Les fonctionnements deviennent transversaux. On ne transforme par les grandes entreprises en start-ups (là encore il n’en a jamais été question, il s’agit d’un autre contresens), mais on questionne ses silos qui massacrent la performance et maintiennent un état d’esprit féodal dans les organisations.
On veut créer une réelle collaboration. Et bien entendu, une nouvelle génération d’outils émerge pour accompagner ce nouveau stade de la transformation. On veut parler ici de la réalité étendue. La réalité étendue (eXtended Reality ou XR) accompagne la réflexion autour des Digital Workplaces, des plates-formes collaboratives comme Bluescape et Prysm, et le passage du personal computing au collaborative computing.
Il peut sembler étonnant de parler de XR dans ce contexte. Après tout, les cas d’usage actuels sont d’abord centrés sur l’apprentissage et la maintenance industrielle. La collaboration est la prochaine vague.
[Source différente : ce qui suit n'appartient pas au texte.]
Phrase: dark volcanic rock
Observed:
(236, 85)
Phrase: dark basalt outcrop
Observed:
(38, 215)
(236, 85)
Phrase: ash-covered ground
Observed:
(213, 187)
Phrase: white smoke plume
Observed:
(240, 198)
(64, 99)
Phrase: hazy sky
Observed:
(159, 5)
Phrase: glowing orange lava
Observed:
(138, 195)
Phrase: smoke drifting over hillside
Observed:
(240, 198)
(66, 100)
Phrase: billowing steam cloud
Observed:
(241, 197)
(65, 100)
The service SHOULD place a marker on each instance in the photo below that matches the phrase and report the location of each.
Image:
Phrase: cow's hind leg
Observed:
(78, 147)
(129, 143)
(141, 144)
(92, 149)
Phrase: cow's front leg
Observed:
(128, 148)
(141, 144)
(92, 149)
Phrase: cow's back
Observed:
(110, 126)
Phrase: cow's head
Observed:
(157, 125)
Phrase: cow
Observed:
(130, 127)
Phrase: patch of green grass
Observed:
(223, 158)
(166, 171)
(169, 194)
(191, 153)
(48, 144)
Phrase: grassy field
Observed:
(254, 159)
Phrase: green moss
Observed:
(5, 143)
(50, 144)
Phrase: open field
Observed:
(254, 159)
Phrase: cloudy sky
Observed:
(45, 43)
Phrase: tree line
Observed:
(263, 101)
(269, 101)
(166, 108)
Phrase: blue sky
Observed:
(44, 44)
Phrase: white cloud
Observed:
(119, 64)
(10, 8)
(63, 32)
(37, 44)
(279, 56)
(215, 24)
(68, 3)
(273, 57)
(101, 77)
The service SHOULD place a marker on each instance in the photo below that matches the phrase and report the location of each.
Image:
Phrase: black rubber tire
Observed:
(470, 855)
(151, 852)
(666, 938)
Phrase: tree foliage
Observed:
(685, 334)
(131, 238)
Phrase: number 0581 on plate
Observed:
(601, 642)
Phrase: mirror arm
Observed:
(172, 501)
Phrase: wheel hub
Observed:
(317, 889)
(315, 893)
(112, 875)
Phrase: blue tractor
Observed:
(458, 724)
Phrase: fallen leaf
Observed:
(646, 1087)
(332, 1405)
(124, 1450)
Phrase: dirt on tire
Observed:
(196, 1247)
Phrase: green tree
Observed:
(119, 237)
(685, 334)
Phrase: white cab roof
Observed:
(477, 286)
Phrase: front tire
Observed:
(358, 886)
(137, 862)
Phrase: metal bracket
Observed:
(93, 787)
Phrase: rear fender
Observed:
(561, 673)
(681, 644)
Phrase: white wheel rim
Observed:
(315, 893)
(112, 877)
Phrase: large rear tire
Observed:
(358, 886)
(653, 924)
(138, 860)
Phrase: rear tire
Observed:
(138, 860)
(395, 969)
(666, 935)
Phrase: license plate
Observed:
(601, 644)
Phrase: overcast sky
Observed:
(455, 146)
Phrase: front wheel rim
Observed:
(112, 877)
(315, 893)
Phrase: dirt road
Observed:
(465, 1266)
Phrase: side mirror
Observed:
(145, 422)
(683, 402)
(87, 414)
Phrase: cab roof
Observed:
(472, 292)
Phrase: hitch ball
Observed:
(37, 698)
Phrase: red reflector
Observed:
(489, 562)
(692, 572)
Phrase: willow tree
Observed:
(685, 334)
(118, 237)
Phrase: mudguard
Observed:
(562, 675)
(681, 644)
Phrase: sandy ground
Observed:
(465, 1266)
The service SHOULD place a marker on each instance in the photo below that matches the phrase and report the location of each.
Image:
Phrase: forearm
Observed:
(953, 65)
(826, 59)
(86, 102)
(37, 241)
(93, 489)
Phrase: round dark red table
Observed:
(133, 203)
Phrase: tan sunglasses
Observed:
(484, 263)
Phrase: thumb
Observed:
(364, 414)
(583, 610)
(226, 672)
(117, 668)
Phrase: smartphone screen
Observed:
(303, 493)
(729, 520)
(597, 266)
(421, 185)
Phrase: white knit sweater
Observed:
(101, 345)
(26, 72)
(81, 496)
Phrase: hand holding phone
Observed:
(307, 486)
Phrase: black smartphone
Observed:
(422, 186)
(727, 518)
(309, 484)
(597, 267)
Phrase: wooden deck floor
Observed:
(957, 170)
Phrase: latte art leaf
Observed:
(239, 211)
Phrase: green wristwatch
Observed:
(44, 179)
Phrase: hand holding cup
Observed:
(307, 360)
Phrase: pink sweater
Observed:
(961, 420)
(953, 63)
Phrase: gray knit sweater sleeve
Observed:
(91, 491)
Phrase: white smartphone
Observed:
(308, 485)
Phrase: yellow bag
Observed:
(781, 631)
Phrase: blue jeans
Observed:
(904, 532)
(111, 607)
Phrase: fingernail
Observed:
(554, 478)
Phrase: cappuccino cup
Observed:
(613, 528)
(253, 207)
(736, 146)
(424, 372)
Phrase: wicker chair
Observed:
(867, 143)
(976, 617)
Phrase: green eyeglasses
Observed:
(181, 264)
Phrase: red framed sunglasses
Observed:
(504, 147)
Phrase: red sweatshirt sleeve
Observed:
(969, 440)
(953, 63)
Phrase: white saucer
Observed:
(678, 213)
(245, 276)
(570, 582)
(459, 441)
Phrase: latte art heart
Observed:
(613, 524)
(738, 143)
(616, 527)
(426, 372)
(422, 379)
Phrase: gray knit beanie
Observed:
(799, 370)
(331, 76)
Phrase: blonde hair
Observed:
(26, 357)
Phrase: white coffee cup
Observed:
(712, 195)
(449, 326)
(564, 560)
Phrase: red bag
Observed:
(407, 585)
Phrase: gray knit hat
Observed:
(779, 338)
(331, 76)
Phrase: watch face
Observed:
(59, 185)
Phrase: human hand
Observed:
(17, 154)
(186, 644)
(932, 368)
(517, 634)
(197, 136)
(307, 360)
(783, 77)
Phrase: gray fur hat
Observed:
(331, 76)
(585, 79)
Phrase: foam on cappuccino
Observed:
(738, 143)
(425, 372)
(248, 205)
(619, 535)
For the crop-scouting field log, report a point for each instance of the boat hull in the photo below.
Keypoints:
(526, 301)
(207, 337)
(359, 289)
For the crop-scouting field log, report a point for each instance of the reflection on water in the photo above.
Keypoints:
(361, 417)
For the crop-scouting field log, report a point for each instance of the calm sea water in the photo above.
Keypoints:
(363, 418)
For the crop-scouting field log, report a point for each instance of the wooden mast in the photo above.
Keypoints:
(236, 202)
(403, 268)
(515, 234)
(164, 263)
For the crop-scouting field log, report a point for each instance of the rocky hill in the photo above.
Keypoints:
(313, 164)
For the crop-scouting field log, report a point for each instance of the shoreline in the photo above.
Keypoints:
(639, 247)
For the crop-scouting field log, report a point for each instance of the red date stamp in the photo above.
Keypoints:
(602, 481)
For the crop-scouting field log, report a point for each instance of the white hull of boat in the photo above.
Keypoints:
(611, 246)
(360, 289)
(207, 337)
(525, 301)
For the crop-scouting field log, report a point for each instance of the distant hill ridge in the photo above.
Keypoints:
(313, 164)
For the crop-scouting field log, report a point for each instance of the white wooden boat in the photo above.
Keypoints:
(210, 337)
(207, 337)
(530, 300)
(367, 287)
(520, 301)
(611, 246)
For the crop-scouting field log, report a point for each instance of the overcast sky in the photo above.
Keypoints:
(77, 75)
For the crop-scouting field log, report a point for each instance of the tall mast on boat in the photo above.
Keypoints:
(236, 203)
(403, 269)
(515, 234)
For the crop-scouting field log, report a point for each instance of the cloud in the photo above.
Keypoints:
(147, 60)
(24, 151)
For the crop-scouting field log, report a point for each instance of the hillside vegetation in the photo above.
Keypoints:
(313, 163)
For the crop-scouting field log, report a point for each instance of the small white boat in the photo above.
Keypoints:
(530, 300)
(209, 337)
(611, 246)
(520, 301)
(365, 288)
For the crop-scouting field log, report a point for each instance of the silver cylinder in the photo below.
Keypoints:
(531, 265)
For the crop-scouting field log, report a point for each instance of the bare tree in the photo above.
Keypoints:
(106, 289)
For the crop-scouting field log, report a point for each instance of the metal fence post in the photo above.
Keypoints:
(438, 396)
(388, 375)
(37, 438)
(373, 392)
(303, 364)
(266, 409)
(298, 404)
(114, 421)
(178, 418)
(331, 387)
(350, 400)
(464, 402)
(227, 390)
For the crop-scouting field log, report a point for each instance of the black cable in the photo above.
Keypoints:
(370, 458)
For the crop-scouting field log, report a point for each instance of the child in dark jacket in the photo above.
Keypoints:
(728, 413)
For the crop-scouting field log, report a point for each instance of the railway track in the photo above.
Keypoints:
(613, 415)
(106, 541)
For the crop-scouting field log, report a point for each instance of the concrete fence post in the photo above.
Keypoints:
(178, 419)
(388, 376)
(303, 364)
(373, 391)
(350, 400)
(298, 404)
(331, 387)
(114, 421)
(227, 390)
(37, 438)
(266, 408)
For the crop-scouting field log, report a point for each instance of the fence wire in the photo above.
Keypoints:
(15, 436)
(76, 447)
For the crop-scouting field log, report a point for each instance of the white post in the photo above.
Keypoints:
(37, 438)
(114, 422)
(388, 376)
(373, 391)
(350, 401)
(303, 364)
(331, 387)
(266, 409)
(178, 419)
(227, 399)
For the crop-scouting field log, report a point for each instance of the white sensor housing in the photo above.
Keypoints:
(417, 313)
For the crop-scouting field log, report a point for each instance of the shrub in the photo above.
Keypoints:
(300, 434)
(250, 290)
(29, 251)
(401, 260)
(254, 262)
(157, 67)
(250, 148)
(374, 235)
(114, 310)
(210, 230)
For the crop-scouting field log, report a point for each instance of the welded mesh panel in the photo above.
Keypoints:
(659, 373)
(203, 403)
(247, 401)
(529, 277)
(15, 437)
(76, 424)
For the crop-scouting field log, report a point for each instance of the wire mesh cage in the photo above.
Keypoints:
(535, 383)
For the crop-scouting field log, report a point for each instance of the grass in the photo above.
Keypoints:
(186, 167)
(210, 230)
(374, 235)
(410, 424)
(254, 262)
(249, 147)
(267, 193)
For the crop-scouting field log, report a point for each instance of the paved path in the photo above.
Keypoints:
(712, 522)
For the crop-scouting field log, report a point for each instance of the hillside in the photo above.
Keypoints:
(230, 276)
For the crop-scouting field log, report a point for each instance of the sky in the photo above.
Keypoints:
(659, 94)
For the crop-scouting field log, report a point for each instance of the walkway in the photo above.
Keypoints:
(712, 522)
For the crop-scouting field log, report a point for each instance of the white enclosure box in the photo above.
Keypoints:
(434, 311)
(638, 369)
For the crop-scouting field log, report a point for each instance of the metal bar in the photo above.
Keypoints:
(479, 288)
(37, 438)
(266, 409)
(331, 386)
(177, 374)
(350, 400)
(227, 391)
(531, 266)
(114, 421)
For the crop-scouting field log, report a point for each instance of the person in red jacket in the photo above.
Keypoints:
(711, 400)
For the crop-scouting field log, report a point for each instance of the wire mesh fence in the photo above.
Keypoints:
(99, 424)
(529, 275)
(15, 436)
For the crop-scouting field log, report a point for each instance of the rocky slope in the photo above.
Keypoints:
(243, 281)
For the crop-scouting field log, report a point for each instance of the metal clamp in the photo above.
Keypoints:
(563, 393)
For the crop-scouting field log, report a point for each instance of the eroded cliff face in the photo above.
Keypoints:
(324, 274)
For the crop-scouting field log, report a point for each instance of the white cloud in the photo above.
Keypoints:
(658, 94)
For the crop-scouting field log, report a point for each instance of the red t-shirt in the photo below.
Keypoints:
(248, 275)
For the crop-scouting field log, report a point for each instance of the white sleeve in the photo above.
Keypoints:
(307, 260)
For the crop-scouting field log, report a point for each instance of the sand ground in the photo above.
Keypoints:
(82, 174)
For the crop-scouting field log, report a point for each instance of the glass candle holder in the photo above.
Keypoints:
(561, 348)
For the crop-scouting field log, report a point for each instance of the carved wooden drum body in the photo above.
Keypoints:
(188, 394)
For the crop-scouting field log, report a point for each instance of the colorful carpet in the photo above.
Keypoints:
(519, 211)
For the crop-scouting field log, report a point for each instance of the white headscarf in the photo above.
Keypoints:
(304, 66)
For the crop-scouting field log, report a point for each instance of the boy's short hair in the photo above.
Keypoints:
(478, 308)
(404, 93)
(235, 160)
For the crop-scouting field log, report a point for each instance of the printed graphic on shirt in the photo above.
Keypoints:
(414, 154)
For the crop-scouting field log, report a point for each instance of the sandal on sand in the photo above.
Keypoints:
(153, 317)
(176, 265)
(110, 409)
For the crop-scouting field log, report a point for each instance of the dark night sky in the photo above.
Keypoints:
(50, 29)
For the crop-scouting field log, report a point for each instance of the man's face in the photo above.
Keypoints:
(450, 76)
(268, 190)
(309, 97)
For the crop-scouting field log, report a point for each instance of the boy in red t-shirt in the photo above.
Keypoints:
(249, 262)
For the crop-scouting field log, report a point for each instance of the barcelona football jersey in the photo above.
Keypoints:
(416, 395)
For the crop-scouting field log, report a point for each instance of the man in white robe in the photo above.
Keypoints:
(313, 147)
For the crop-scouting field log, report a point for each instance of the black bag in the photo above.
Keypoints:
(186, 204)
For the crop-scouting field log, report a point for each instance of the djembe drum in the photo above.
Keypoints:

On sait depuis Isaac Getz et Jurgen Appelo que le bien-être au travail n’est pas qu’un effet marketing. Les perspectives de ce qu’on appelle aujourd’hui le » Happiness » sont puissantes pour les organisations en quête de sens : hausse de productivité et de qualité, capacités d’innovation plus fortes, engagement et fidélité accrus… Charge alors au management de faciliter les bonnes conditions de cette expérience. Or les outils de cet engagement s’opèrent d’abord en présentiel. Workshops managériaux, jeux d’innovation, conduite agile de projets : le travail peut certes devenir une expérience individuelle et collective mais d’abord dans la même pièce.
Le besoin accru de collaboration se heurte ainsi à une difficulté croissante : développement du télétravail, entreprises disséminées sur plusieurs territoires, prix du mètre carré rédhibitoire. En réalité, tout pousse à la virtualisation du travail. C’est là qu’intervient la XR.
Avec la XR, on garde la possibilité d’une expérience immersive ou semi-immersive, qui se perd dès lors qu’on travaille les yeux rivés sur un écran, en présentiel ou non. Combien de réunions se déroulent avec des participants physiquement présents mais intellectuellement ailleurs, occupés à rédiger des mails ou gérer des urgences ? Avec la XR, on obtient l’opposé : des participants physiquement absents mais intellectuellement engagés. Ce faisant, on fait disparaître le principal écueil au fonctionnement en agile.
L’agile prônant par ailleurs la transparence, on détient avec la XR les moyens de pousser plus loin la transformation culturelle de nos organisations : une entreprise où on peut créer et recréer à la demande des environnements collaboratifs et informationnels virtuels. L’opportunité est belle de pousser les managers à accompagner ce changement et de sortir de leur rôle de défenseur pour aller de l’avant.